Но даже пока Игнасио праздновал, кровопролитие продолжалось. Лорка был всего лишь одним из сотен пропавших без вести.


Где-то месяц спустя, в три часа ночи, раздался жуткий грохот – колотили в стеклянную панель в двери «Эль Баррил», да с такой силой, что стекло едва не разбилось.

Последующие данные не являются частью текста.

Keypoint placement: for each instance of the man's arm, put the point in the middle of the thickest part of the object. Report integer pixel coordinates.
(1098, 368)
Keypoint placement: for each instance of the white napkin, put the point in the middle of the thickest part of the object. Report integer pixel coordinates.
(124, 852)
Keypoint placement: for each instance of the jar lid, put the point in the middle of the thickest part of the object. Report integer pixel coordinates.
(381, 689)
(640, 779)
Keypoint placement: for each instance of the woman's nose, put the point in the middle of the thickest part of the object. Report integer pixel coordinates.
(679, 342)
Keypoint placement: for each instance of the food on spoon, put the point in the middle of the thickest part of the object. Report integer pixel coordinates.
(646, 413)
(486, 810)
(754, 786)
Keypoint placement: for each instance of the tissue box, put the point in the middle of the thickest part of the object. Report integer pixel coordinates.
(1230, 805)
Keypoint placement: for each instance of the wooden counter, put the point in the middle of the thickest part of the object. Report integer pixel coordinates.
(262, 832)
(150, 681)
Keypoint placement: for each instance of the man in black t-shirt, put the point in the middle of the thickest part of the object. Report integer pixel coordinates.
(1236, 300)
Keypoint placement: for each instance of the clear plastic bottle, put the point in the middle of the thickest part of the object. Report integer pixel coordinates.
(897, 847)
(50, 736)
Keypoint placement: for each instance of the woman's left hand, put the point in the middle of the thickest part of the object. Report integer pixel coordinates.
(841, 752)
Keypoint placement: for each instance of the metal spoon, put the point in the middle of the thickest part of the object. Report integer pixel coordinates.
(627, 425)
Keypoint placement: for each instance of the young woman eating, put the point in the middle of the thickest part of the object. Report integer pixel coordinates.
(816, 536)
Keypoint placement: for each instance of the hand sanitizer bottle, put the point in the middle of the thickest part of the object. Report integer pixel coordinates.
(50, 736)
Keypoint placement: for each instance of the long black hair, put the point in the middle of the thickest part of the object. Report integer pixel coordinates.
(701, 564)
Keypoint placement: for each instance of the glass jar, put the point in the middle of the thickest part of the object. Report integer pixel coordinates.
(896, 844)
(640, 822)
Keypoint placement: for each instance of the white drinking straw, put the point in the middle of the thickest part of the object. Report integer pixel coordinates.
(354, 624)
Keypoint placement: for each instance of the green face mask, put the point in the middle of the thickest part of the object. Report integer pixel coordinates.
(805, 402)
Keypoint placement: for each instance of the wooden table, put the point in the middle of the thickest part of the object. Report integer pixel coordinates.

– Кто там? – выкрикнул старший Рамирес из окна своей комнаты на третьем этаже. – Кто, черт вас побери, там так буянит?

– Открывай, Рамирес! Сию же минуту! – Голос прозвучал резко, и, судя по тому, что к Пабло обратились по фамилии, дело явно было нешуточным.

Все жители их улицы к этому моменту уже проснулись. Ставни пооткрывались, женщины и дети высунулись из окон, а несколько храбрецов даже вышли на улицу и оказались лицом к лицу с дюжиной или около того солдат. Забрехали собаки, пронзительные звуки их лая рикошетили от стен домов, сливаясь на узких улочках в оглушительную какофонию. Уже начали отодвигаться засовы, но удары все равно продолжали сыпаться на стекло. И только когда Пабло открыл дверь, наступила тишина, даже собаки замолчали. Пятеро солдат протиснулись мимо него в кафе, громко хлопнув за собой дверью. Их товарищи остались на улице: прохаживались из стороны в сторону и курили, не обращая никакого внимания на возмущенные взгляды окруживших их гражданских лиц. На улице стало тихо. Прошло минуты две, а может, двадцать. Никто не смог бы сказать.

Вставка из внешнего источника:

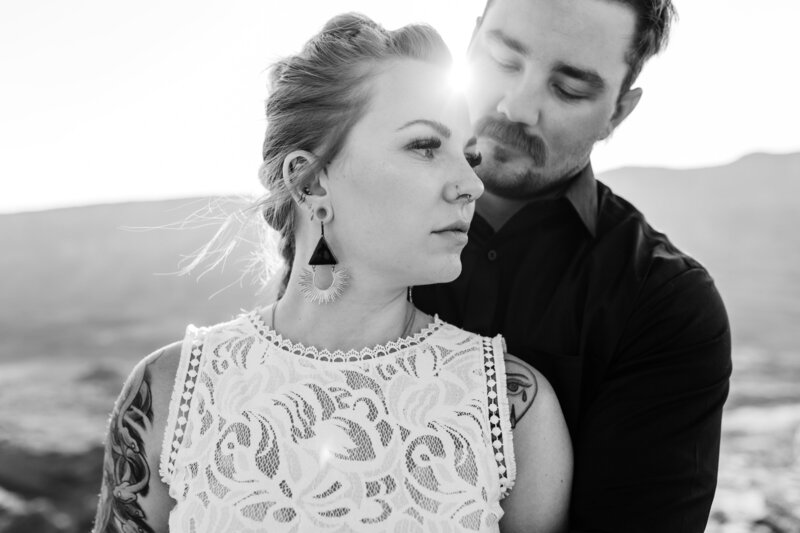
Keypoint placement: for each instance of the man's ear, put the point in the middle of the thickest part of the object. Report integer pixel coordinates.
(625, 106)
(298, 174)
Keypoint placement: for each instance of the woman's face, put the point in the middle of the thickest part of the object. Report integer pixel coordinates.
(398, 187)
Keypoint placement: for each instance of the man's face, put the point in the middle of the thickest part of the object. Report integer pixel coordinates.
(547, 76)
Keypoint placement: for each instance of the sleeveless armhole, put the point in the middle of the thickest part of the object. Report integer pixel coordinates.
(494, 350)
(182, 392)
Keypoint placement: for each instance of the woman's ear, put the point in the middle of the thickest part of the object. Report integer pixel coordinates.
(296, 168)
(306, 185)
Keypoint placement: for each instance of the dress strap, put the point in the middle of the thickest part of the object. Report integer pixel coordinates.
(494, 351)
(182, 393)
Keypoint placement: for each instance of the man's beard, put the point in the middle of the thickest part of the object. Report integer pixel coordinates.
(507, 174)
(513, 135)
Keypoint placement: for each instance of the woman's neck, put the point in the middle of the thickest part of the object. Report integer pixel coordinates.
(357, 320)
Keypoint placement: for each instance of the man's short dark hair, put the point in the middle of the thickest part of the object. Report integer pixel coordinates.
(653, 21)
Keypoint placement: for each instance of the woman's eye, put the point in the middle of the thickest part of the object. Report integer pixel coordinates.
(474, 159)
(426, 147)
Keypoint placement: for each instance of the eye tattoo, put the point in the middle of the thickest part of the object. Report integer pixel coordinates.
(522, 387)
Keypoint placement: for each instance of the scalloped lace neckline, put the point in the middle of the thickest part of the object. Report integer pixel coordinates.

Наконец дверь распахнулась. Тишина взорвалась воплями. Кричала сеньора Рамирес.

– Вы не можете его забрать! Не можете забрать! – голосила она. – Он не сделал ничего плохого! Вы не можете его забрать!

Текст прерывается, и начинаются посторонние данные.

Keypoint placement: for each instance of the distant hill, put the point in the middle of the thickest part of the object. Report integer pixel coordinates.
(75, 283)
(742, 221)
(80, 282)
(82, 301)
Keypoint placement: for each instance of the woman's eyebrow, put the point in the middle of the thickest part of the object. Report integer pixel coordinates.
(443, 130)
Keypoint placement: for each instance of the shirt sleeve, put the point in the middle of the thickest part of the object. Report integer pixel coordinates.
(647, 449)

В ее голосе чувствовались отчаяние и беспомощность. Она знала, что никакими ее уверениями солдат не остановить. То, что у них не было законного ордера на арест, роли не играло.

Фонарей у дома не имелось, поэтому рассмотреть, что именно происходило в полумраке, было затруднительно, но все увидели, что на улице стоял Эмилио. Он так и был в ночной сорочке, от которой в темноте исходило нездешнее белое сияние, руки были связаны за спиной, голова опущена. Он замер, как изваяние. Один из людей в форме ткнул его прикладом в живот.

– Пошевеливайся! – приказал он. – Живее!

После этого Эмилио как будто бы ожил. Запинаясь о камни, точно пьяный, он побрел прочь от дома, едва не теряя равновесие на неровной мостовой.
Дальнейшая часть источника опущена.